Question: Can you explain me any major issue that you fixed in VMware Infrastructure? How you handle that situation? Can you list the steps that you followed to fix that problem?
Answer: It’s long back that I wrote the post for real time scenarios and today going to help you guys with one of common Interview question for this “Thanks Giving Day”. It’s always good to pick Storage related issues which creates high impact for both Phyiscal & VMware Infrastructures. I’m going to take the scenario of couple of VMs’ are not responding including vCenter Server which is also running as Virtual Machine.
You can start the narration like – you got a call from Helpdesk about some VM’s are inaccessible in the vCenter server. When you connected to the vCenter server, you can’t access the console of VM’s as they stuck at black screen. From the screenshot it’s clear that, CPU & Memory usage is high for couple of hosts in the Cluster. You want to understand the reason for CPU & Memory utilization on the ESXi hosts and ran the “esxtop” command to know which VM/process creating more CPU/Memory utilization. If you are new to esxtop, then follow this article to know the usage of this command. As the issue is related to couple of virtual machine’s only then you downloaded vmware.log file to understand more about this issue from VM’s point of view. You notice that there is some latency to download the log files. While this issue is running, vCenter VM went to unresponsive state which makes the situation more worse. From the attempt of esxtop & vwware.log there is not much information to extract and management wants you to fix the vCenter VM issue first. Also SQL DB server also running as Virtual Machine which is holding vCenter & Update Manager DB’s. Also you installed PernixData (acquired by Nutanix) to improve storage I/O Performance for VM’s. These factors make the situation complex and below diagram helps you to understand the scenario in better way.

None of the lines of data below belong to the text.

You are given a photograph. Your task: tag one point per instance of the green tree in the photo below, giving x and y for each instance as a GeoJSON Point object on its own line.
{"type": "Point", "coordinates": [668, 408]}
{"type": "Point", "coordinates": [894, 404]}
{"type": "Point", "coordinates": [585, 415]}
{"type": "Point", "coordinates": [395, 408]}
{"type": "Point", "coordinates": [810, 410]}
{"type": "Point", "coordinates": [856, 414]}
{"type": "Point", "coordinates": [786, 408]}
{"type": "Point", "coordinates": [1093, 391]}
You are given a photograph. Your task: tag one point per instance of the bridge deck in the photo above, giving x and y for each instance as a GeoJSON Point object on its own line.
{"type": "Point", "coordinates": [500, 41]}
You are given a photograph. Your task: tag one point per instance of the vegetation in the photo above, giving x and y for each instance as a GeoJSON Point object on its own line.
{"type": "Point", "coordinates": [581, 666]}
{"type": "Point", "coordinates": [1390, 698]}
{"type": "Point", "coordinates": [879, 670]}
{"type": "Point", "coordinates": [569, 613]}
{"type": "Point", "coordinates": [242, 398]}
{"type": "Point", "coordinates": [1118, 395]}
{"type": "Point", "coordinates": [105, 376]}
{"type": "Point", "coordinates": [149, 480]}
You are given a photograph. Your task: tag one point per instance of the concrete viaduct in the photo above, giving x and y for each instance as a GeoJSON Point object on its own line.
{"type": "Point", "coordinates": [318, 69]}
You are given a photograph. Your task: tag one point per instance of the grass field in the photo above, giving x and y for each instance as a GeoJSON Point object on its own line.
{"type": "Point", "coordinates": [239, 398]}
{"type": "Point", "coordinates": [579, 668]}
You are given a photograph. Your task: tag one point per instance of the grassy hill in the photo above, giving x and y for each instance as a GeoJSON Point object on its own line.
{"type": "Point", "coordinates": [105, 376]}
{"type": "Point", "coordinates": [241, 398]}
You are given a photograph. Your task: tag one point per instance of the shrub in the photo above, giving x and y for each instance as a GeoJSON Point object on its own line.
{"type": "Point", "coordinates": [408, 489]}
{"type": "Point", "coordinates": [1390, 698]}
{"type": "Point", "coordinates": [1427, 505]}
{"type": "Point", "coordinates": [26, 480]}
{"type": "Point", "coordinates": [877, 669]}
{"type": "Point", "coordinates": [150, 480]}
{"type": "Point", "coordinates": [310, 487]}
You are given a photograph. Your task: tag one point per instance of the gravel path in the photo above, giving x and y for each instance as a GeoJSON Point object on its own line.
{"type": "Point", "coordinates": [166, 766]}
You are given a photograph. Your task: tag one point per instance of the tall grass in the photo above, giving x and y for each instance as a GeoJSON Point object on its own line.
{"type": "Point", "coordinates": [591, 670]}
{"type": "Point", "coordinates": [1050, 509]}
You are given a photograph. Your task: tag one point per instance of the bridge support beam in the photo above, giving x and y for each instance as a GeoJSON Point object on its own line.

Now let’s talk about resolution step by step and how you found the issue with Storage. Help desk reported that another set of VM’s are not reachable in the network and they are hung at black screen when they opened the VM console from making direct connection to ESXi server. It means issue is really growing and impacting more business functions like SharePoint, Exchange, Citrix, Finance Applications … etc. Management declared this as MI (Major Incident) and requested you to join the bridge call along with other Technical teams like Storage, Network & Incident escalation managers. This is going to be collaboration effort rather than you fix this issue alone from VMware team. As there was latency to download the file and black screen for the VM console brings your attention to Storage related problems. esxtop has specific switches to understand storage related problems and check this article to know more details. For this escalation you need to know KAVG & DAVG values and thresholds as listed below.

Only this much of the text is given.